Introduction: Throughout everyday life, people encounter potentially traumatic events. Under the influence of both mental and physical factors, chronic neuropsychic stress develops, leading to changes in the nervous system's excitability threshold, thereby disrupting the subject's functional comfort.
This research aimed to analyze the dynamics of the functional state (FS) of healthy subjects exposed to phobic virtual reality scenarios using EEG recordings and muscle activity analysis using intelligent video streaming analysis.
Methods: A total of 20 volunteers, 12 women and 8 men, aged 19–20 years were selected. Immersion in a dynamic virtual environment was achieved using a portable personal computer and a VR program simulating heights and crowd danger. Psychoemotional state and responses to the simulation were recorded using a 21-channel EEG. At the same time, an approach was used to assess muscle movements of linear segments of the body and face using a commercial smartphone camera, followed by processing using proprietary software. Modern AI methods make it possible to classify FS and behavioral activity based on the analysis of external features obtained from a video camera.
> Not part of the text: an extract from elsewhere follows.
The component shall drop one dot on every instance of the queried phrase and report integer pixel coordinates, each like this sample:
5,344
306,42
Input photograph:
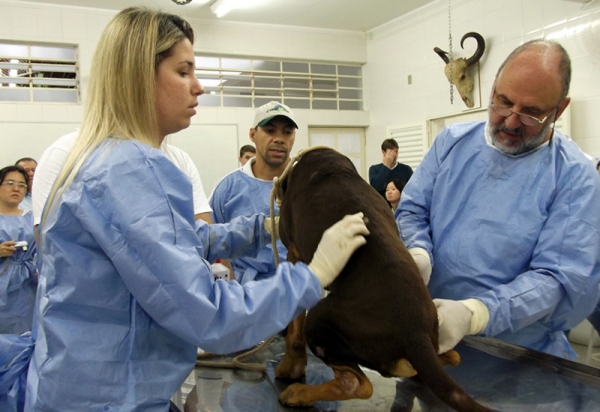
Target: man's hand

Outcomes: Virtual reality exposure to heights (a multi-floor building landing) was accompanied by an increase in the average amplitude of the EEG alpha rhythm by 3.8±1.4%, theta rhythm by 9.1±0.7%, delta rhythm by 4.7±2.6%, and beta rhythm by 34.1±6.1%, indicating generalized cerebral irritation.
Intelligent video monitoring displays a motor activity algorithm and acceptable results for respiratory activity at an average respiratory rate. The motion detection algorithm demonstrated 100% accuracy in both detecting body part movements and determining the direction of movement.
Conclusion: This finding opens the door to optimizing currently used algorithms for the automatic detection of phobic disorders based on EEG data, particularly AI algorithms.